Lukashenko has demanded no more sanctions, and even threatened to cut off Russian natural gas supplies as Europe's winter approaches. That was a step too far for his political protector, Russian President Vladimir Putin, whose motivation is mercantile, not moral. Putin publicly disavowed Lukashenko's energy pipeline threat, but hasn't stopped the human pipeline of people lured to misery, or even death.

The E.U. rightly didn't flinch from responding to what it called a "hybrid attack." On Monday, on top of the economic penalties put on Lukashenko's government for the stolen election and the brutality against Belarusians protesting it, the E.U. readied a new round of sanctions and extended them to "individuals and entities" party to the migration con.

Likely on this list are at least two dozen Belarusian officials, the Syrian airline Cham Wings, the Hotel Minsk and perhaps even the Minsk Airport. Meanwhile, U.S., U.K. and Canadian sanctions are also being considered and coordinated.

"Today's decision reflects the determination by the European Union to stand up to the instrumentalization of migrants for political purposes. We are pushing back on this inhuman and illegal practice," Josep Borrell Fontelles, a E.U. representative for foreign affairs and security policy, said Monday.
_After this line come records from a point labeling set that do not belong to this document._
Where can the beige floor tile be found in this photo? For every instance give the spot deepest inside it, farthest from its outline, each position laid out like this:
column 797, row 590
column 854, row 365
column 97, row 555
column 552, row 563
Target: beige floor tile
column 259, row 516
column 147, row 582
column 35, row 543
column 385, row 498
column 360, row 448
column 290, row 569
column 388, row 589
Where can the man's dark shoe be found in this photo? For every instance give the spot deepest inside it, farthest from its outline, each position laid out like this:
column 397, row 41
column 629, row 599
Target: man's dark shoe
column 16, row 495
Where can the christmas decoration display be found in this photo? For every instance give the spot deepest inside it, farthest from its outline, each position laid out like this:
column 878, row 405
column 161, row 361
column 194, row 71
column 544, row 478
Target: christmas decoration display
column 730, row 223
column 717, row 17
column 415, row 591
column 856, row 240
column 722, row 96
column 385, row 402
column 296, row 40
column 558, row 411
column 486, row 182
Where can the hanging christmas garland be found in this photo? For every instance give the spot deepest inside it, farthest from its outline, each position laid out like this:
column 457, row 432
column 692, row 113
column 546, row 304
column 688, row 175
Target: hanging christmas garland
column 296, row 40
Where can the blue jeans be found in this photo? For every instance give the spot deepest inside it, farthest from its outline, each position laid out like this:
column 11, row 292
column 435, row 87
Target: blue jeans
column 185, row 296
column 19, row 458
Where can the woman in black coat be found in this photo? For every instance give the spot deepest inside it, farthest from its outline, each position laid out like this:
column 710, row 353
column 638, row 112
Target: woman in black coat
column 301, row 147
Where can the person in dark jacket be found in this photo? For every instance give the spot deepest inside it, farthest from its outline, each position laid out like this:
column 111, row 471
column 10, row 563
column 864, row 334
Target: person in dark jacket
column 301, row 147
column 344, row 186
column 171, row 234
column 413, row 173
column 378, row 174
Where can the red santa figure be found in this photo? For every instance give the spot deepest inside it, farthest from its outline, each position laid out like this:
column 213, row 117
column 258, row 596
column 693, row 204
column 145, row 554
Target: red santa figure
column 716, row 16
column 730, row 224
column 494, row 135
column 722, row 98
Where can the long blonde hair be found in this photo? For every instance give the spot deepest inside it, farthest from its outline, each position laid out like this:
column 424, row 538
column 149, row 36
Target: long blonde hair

The E.U. is right — in preparing more sanctions and in describing Lukashenko's tactics as illegal and inhuman. And as it continues to respond, it must keep in context Putin's malevolent role.

The crisis "is not taking place in isolation," Daniel Fried, a distinguished fellow at the Atlantic Council, told an editorial writer. Fried, a former diplomat whose portfolio included stints at the National Security Council and U.S. ambassador to Poland, added that "Putin is meanwhile building up his military near Ukraine, with a clear threat to invade." It's part of a broader trend, Fried said, of Putin "leaning forward with an aggressive design."

The West must push back against Putin's lean forward, and continue to back the Belarusian opposition, many members of which have sought refuge in Poland. The stakes are much higher than an isolated border crisis in Eastern Europe.

"If we care about democracy in general and Europe that we fought two world wars and the Cold War to get to this state of a united Europe, we ought to care," Fried said. "It's also a sign that the Biden administration's effort to have a 'stable and predictable relationship with Russia' — their [the administration's] term — is not working out as they hoped."

The policy isn't flawed, Fried said, "but it doesn't matter what we want. It matters what Putin is going to do. And he's blowing that up."

Western solidarity, more elusive in recent, rocky years, needs to hold firm on Lukashenko's hybrid attack. But what sets Western leaders apart from Putin, Lukashenko and others is prioritizing humanitarianism.

So somehow — ideally after a coordinated effort to staunch the flow of unsuspecting migrants from coming to Belarus — the West must do everything to save the endangered migrants. True, it's Lukashenko's, and by extension, Putin's responsibility. But they've shown themselves more favorable to inhuman abuses than humanitarian impulses.